Diari – Il signore dell’arena: il gallo forcello

Ogni anno, tra aprile e maggio, lungo l’arco alpino, la magia del gallo forcello (o fagiano di monte) si rinnova. È la stagione degli amori e questi eleganti tetraonidi sfoggiano tutta la loro bellezza e forza per vincere la sfida nel lek, l’arena. In palio c’è la possibilità di riprodursi con più femmine e quindi la trasmissione della propria eredità genetica. Non poco. Il maschio è infatti poligamo e feconda più femmine, che depongono in solitudine anche fino a 15 uova che si schiudono dopo 4 settimane.

Difficile non riconoscere questo abitante dei nostri boschi se si ha la fortuna di incontrarlo. Il gallo forcello (Lyrurus tetrix o Tetrao tetrix) deve il suo nome alla conformazione a forma di lira della coda. Presenta forte dimorfismo sessuale: il maschio, di sessanta centimetri circa, con apertura alare di oltre novanta e coda che sfiora i diciotto centimetri, ha un piumaggio nero, con la testa, il collo e la parte inferiore del dorso di un bellissimo azzurro-acciaio disegnato a fasce bianche quando le ali sono raccolte, con le piume del sottocoda bianchissime. L’occhio è bruno, le pupille nero-turchine, il becco nero, le dita brunicce, il sopra dell’occhio e lo spazio nudo perioculare rosso-vivi. La femmina è meno appariscente, assomiglia a quella del gallo cedrone (Tetrao urogallus), per quanto di dimensioni minori, e il suo abito è un misto di giallo-ruggine e bruno-ruggine con liste e macchie trasversali nere.

Lo spettacolo degli amori dei galli forcelli è qualcosa di eccezionalmente interessante per noi birdwatchers e per questo abbiamo chiesto all’amico Stefano Speziali, che da anni li segue, di raccontarci com’è andata quest’anno la sua caccia fotografica sulle Orobie valtellinesi. Lasciamo giudicare a voi…

Una sera di maggio… Oggi si cena presto, lo zaino è già pronto ed è sempre troppo pesante: reflex, teleobiettivo, vestiti pesanti, cavalletto e capanno. Sono pronto, c’è tutto, questa notte si sale in arena. È l’1.30 di notte e fuori piove. Un caffè per svegliarsi e preparo il termos di the caldo. Pochi minuti e sono in macchina e dopo 40 minuti di strada di montagna sono arrivato. La temperatura è di 1° e nevischia (quest’anno il meteo non aiuta).

L’arena è là sopra, 500 metri più in alto. Il sentiero c’è, ma fa un giro troppo lungo e non voglio perdere tempo, come sempre salgo per la via più diretta tra i prati innevati. Alle 3.45 arrivo sul posto, mi accolgono 20 centimetri di neve fresca e il silenzio assoluto. Monto il capanno nel posto scelto il giorno prima e comincia l’attesa.

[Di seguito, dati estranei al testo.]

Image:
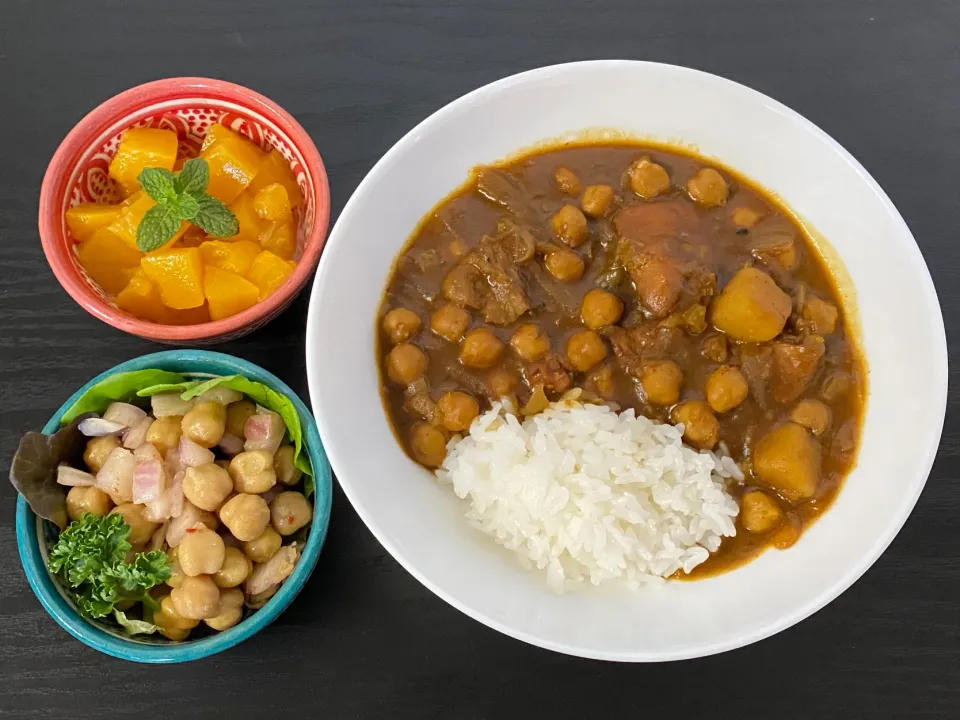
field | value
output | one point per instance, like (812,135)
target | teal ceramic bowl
(34,535)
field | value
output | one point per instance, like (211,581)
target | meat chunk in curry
(648,279)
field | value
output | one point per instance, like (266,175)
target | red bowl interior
(189,106)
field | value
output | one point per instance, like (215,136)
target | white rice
(588,494)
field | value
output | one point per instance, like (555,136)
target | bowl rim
(43,584)
(938,351)
(137,98)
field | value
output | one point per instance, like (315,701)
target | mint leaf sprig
(180,197)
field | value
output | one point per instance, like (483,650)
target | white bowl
(421,523)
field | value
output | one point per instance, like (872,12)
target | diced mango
(125,226)
(141,298)
(228,293)
(236,257)
(108,260)
(272,203)
(142,148)
(280,239)
(268,272)
(276,169)
(86,218)
(179,276)
(233,163)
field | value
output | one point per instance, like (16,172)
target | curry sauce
(650,279)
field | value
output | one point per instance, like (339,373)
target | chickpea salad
(182,503)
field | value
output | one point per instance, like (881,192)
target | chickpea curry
(650,279)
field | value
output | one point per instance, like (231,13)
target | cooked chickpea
(229,610)
(450,322)
(708,188)
(529,343)
(237,415)
(91,500)
(565,265)
(480,348)
(140,528)
(284,466)
(262,548)
(289,512)
(245,516)
(501,382)
(252,472)
(759,512)
(600,308)
(726,388)
(207,486)
(661,381)
(197,598)
(648,179)
(405,363)
(700,426)
(401,324)
(201,552)
(585,349)
(205,423)
(164,433)
(596,200)
(458,410)
(570,225)
(235,569)
(566,181)
(97,451)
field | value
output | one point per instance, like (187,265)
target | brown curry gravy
(462,219)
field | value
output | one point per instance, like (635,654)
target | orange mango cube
(269,271)
(235,257)
(228,293)
(142,148)
(108,260)
(179,276)
(272,203)
(141,298)
(280,239)
(276,169)
(233,163)
(85,219)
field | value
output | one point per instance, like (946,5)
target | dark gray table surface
(364,639)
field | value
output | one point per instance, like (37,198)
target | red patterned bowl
(78,173)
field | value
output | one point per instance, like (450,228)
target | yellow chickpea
(600,309)
(458,410)
(97,451)
(596,200)
(205,423)
(401,324)
(529,343)
(570,226)
(585,349)
(264,547)
(91,500)
(406,363)
(450,322)
(564,265)
(480,348)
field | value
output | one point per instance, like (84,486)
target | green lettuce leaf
(121,387)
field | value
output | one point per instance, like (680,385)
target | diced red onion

I primi canti iniziano alle 5 del mattino, il cielo ora quasi totalmente sereno e il paesaggio completamente bianco danno parecchia luce. Pochi minuti e appaiono le prime sagome nere. Eccoli.

Oggi i galli sono poco attivi, cantano e si muovono poco come se fossero “disturbati” dalla nevicata, in una notte hanno visto trasformato il loro campo da gioco.

Calimero, cosi abbiamo chiamato il gallo dominante dell’arena, fa qualche passeggiata nella neve fresca, mentre gli altri contendenti preferiscono rimanere sulle piante ad osservare e ad alimentarsi.

Qualche decina di minuti e lo spettacolo finisce, i galli decidono che oggi non è giornata per combattere, meglio tornare nei propri territori. Uno alla volta si involano. Il silenzio in arena è tornato, questa mattina non si sente nulla.

Quest’anno ho dedicato con grandi sacrifici 10 giorni al gallo forcello. Il mio obiettivo era riuscire a fare una bella fotografia alla femmina, purtroppo l’occasione non si è mai presentata e sono riuscito solo a farle qualche fotografia ambientata.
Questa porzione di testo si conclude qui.